You can use a backup to recover from data loss or corruption, even if your cluster has been destroyed. Snapshots can be lost if the HDFS name node fails, you lose multiple disks at once, or the entire cluster is destroyed.
If you need to move data between two appliances, you must use a backup. Snapshots may only be used to restore to the cluster they were taken from.
Backups can be full, lightweight, or dataless:
Full backups are entire backups of the cluster with all data, whether loaded from the web interface or from tsload. They are written to a directory, which may be moved between clusters, even if the cluster configuration is different. Full backups are very large, so before taking one, you should make sure there is enough disk space in the directory where it will be stored. NAS (network attached storage) is recommended for storing backups.

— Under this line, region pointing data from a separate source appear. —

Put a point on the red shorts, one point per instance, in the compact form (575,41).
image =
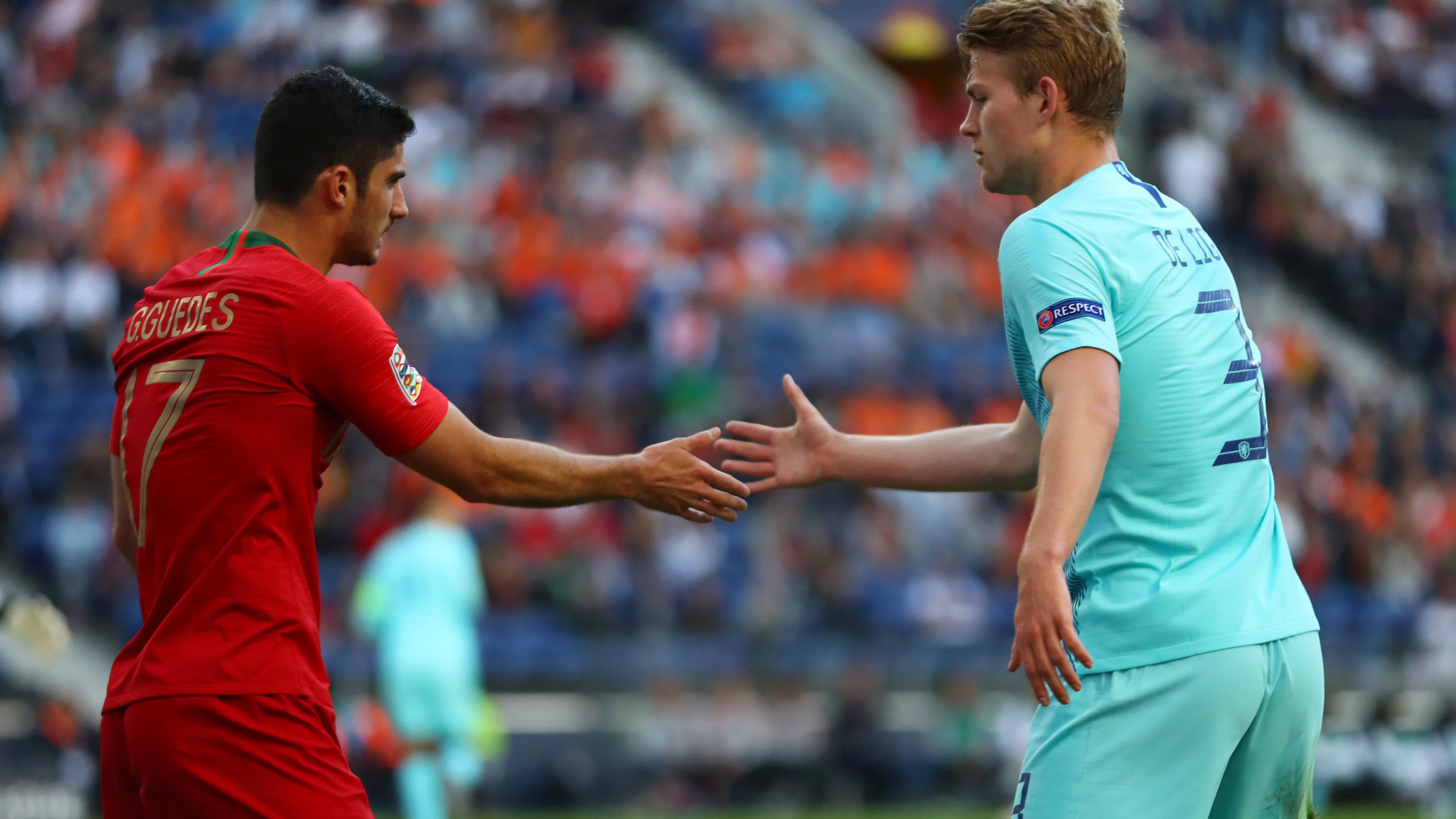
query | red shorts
(219,757)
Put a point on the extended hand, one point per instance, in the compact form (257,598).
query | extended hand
(679,483)
(1045,633)
(782,457)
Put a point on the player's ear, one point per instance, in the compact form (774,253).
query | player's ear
(1052,98)
(337,184)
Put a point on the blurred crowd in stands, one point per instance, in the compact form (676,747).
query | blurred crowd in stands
(596,276)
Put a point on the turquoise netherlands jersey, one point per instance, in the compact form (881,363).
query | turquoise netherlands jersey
(420,598)
(1184,551)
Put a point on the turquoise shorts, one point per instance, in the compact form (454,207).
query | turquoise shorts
(432,703)
(1226,735)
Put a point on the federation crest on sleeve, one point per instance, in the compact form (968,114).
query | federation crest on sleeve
(408,378)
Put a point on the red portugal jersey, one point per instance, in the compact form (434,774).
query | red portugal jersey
(236,380)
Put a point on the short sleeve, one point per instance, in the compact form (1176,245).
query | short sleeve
(1055,292)
(343,353)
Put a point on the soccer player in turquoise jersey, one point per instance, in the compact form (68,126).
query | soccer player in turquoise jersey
(1155,556)
(420,599)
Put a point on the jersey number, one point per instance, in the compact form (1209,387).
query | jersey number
(184,374)
(1239,371)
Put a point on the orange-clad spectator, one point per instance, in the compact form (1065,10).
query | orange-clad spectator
(1369,506)
(884,275)
(925,415)
(878,413)
(405,260)
(145,229)
(600,289)
(118,152)
(529,254)
(1433,515)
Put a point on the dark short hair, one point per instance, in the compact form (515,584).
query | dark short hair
(316,120)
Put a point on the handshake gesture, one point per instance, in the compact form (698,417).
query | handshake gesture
(678,483)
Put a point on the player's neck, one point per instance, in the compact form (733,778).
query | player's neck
(1071,161)
(305,237)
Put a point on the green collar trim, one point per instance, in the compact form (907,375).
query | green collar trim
(255,240)
(249,240)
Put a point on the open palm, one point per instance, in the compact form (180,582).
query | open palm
(782,457)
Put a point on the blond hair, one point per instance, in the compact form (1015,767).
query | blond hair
(1076,43)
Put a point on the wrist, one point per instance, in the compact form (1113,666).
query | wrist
(830,463)
(1037,560)
(627,477)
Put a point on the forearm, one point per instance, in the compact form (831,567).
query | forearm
(522,473)
(1074,455)
(975,458)
(127,546)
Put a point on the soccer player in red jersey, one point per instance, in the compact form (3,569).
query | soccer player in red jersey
(238,377)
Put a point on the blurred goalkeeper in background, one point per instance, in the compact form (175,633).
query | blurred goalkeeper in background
(420,599)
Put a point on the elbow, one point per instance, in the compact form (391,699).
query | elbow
(1106,412)
(480,490)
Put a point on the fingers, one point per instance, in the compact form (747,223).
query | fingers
(1048,672)
(797,398)
(695,516)
(1037,689)
(727,483)
(714,511)
(1069,637)
(702,439)
(760,468)
(752,432)
(724,500)
(746,450)
(1058,668)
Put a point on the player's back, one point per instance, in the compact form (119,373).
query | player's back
(236,380)
(1183,551)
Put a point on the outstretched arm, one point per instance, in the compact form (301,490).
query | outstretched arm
(1085,397)
(975,458)
(666,477)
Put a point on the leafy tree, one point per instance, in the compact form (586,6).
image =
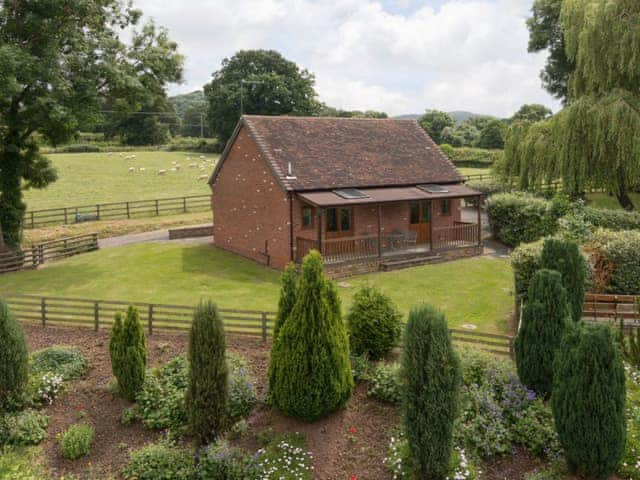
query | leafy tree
(283,89)
(14,358)
(129,354)
(61,62)
(545,34)
(207,393)
(491,135)
(434,122)
(374,323)
(430,377)
(588,401)
(310,357)
(565,257)
(545,319)
(533,112)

Lightweight backups contain everything that makes up a cluster, except for any data loaded through ThoughtSpot Loader (tsload). Any data loaded via tsload can be re-loaded after the cluster has been restored, using the same scripts or remote connections you used to load it initially.
The lightweight backups contain the following:
Cluster configuration (SSH, LDAP, etc.)
In-memory data cache
All data that is stored in HDFS
Data uploaded by users
Metadata for the data store
Users, groups and permissions
Objects created by users (answers, pinboards, worksheets, and formulas) with their shares and permissions.
Data model and row-level security rules.
Dataless backup saves a backup of the schema, with no data. This is provided mainly for support purposes, to enable you to send a copy of your cluster metadata to ThoughtSpot Support for troubleshooting, without compromising data security and privacy. When restoring from a dataless backup, you must supply the correct release tarball, since this type of backup does not include the software release.
Take a Snapshot
A snapshot takes a point-in-time image of your running cluster. You should create a snapshot before making any changes to the environment, loading a large amount of new data, or changing the structure of a table.
Take a Backup of a Snapshot
Taking a backup pulls a snapshot out and dumps it to persistent storage on disk, on a network mounted directory. Use this procedure when you want to create a backup.
Configure Periodic Backups
You can configure ThoughtSpot to take backups for you automatically at intervals you define. Old backups are discarded automatically, using FIFO (first in, first out).